If you’ve been following Arabic LLM evaluation for a while, you’ve probably felt the same unease I have. More benchmarks keep popping up, more leaderboards rank models, but something feels off. Are we actually measuring Arabic language capability, or just measuring how well models game flawed tests?
A team from TII built QIMMA (قمّة, Arabic for “summit”) to answer that question properly. Instead of the usual approach — grab some benchmarks, run models, publish scores — they did something painfully obvious that nobody else bothered to do: they checked whether the benchmarks themselves were any good first.
What they found should worry anyone building on Arabic LLMs
The validation pipeline is straightforward but thorough. Two strong LLMs — Qwen3-235B-A22B-Instruct and DeepSeek-V3-671B — independently score every sample against a 10-point rubric. Samples that fail get flagged. If both models agree it’s bad, it’s out. If only one flags it, human annotators — native Arabic speakers — make the final call.
This matters because even widely-used Arabic benchmarks have systematic problems. Translation artifacts from English originals, annotation inconsistencies, encoding errors, culturally misaligned questions. The kind of noise that quietly inflates or deflates model scores without anyone noticing.
What’s actually in QIMMA
The final suite is substantial: 109 subsets from 14 source benchmarks, over 52,000 samples across 7 domains. Cultural knowledge, STEM, legal, medical, safety, poetry and literature, and coding. 99% native Arabic content — the only exception is code evaluation, which is language-agnostic by nature.
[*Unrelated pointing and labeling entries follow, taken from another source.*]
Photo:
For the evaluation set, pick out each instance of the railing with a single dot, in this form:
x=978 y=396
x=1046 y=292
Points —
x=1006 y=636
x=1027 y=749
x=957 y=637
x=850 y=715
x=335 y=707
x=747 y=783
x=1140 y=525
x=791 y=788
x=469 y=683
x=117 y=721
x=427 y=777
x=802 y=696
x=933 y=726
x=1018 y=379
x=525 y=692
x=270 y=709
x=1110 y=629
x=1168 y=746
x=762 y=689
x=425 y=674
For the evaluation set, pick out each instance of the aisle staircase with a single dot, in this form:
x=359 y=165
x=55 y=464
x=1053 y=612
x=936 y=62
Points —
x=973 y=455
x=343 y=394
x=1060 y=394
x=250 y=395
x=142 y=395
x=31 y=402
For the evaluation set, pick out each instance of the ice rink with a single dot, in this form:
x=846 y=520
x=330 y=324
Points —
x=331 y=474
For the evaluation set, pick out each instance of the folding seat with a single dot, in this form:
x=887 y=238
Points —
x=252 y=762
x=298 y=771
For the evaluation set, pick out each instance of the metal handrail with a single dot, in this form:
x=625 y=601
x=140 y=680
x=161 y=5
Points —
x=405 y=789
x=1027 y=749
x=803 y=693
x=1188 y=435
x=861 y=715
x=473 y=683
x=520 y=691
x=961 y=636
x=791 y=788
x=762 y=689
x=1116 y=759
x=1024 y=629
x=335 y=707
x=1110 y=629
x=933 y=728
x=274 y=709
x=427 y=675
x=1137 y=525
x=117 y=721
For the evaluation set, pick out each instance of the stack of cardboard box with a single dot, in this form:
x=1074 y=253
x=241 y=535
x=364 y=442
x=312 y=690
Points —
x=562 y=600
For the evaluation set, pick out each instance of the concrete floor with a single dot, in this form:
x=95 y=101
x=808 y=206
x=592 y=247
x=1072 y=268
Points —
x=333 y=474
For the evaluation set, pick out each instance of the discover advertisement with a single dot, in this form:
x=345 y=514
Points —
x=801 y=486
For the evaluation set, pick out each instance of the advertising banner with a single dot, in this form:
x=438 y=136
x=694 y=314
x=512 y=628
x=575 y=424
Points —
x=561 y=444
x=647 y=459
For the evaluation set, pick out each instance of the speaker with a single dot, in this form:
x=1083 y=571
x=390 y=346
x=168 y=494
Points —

It’s also the first Arabic leaderboard to include code evaluation, using Arabic-adapted versions of HumanEval+ and MBPP+. That’s a genuinely useful addition if you care about practical model capability rather than just multiple-choice trivia.
The uncomfortable part
The fact that QIMMA found systematic quality issues in established benchmarks isn’t surprising to anyone who’s worked with Arabic NLP data. But it’s still uncomfortable to see it quantified. These aren’t edge cases — they’re recurring problems in resources the community has been treating as ground truth.
The full paper goes into the specific failure patterns, and honestly, some of it reads like a catalog of everything that can go wrong when you translate benchmarks without cultural adaptation. Questions that make sense in English become nonsensical in Arabic. Answers that are correct in one dialect are wrong in another. Encoding issues that silently corrupt evaluation runs.
What this means for practitioners
If you’re building Arabic applications on top of LLMs, QIMMA’s rankings are probably more reliable than anything else available right now. But more importantly, the methodology itself should make you think twice about trusting any benchmark score that hasn’t been validated.
The leaderboard is open source, the outputs are public, and the validation pipeline is documented. That’s more than I can say for most Arabic evaluation efforts. Whether other leaderboards will adopt similar quality checks — or keep publishing questionable numbers — remains to be seen.
I’d bet on the latter until the community starts demanding better.